President Obama began a two-day campaign swing through Florida yesterday -- he will, however cut short his stay, canceling an event in Winter Park in light of the tragedy in Aurora -- stressing an issue that has largely been in the background of late: Medicare.
President Obama opened a two-day campaign swing through Florida on Thursday as he tried to build support in this deadlocked battleground state by presenting his opponent, Mitt Romney, as a bad choice for older Americans.
After weeks of focusing on Mr. Romney's private-sector business deals, Mr. Obama turned to another front by attacking Republican plans to repeal his health care law and transform Medicare into a voucher program. Democrats have long used Medicare as an issue to galvanize older voters in Florida against Republicans.
"He plans to turn Medicare into a voucher program," Mr. Obama told supporters at a retirement community [in West Palm Beach]. "If the voucher isn't worth what it takes to buy health insurance in the private marketplace, you're out of luck, you've got to make up the difference, you're on your own."
This is a potent message for a few reasons. First, it's true. Second, it resonates with nearly everyone, especially retirees in the Sunshine State, since Medicare is so wildly popular.
And third, it reinforces a larger message that's critically important to the president's election strategy. Note, for example, this line from yesterday's remarks: "It's wrong to ask seniors to pay more for Medicare just so millionaires and billionaires can pay less in taxes."

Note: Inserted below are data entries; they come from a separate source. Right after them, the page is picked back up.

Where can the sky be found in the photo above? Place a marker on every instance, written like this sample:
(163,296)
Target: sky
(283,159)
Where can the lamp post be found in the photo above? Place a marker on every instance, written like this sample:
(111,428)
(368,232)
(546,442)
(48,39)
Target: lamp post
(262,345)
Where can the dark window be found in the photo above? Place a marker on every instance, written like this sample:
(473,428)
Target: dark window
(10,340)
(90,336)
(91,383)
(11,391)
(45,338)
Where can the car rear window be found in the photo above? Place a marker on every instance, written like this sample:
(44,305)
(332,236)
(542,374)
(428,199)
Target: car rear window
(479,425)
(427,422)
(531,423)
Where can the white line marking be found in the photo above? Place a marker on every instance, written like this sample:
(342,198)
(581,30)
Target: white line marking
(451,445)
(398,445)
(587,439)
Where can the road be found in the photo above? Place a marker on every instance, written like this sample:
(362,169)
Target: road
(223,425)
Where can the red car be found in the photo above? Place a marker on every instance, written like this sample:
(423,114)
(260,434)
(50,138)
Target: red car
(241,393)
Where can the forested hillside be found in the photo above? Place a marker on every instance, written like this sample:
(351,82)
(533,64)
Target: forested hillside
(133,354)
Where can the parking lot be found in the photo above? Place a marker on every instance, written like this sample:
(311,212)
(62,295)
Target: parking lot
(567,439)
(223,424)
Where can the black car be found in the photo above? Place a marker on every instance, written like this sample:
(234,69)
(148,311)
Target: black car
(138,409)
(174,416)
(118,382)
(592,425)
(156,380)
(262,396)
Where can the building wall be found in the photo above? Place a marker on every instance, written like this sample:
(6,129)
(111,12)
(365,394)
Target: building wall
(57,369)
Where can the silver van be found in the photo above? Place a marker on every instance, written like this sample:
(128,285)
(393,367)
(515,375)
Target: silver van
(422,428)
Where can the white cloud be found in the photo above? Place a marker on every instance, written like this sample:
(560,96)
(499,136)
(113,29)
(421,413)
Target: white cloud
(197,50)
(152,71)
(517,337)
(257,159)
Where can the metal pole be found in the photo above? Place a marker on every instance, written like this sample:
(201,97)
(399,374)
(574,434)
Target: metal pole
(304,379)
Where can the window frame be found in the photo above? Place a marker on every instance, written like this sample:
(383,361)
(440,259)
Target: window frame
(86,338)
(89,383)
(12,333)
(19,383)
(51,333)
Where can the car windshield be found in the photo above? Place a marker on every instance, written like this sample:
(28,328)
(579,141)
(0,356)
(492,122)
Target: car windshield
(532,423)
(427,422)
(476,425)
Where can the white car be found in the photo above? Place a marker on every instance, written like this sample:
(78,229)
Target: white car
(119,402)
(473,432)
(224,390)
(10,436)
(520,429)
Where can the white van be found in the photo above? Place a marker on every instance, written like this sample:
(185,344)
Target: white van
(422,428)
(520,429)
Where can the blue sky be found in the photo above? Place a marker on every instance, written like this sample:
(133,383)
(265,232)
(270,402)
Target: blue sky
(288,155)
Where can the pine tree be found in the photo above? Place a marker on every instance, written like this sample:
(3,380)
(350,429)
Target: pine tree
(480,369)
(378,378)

As Jon Chait noted, "The Obama campaign's attacks on Mitt Romney's business record and personal finances will probably continue for a long time. But I think that, when the campaign is remembered in history, they will not be seen as the central element but rather as a prelude. The main event is going to be a fight over the priorities of the Paul Ryan budget."
There may be some who characterize this as Democrats giving up on the focus on Bain and hidden tax returns. But that's almost certainly wrong.
The larger effort is intended to be cumulative, building one argument on top of another. Phase I was intended to discredit Romney's controversial past; Phase II appears intended to discredit Romney's plans for the future.
And when it comes to Medicare, the idea of replacing the popular and effective system with a voucher plan -- all so Republicans can help pay for more tax cuts for the rich -- is an argument Obama is eager to have with his challenger.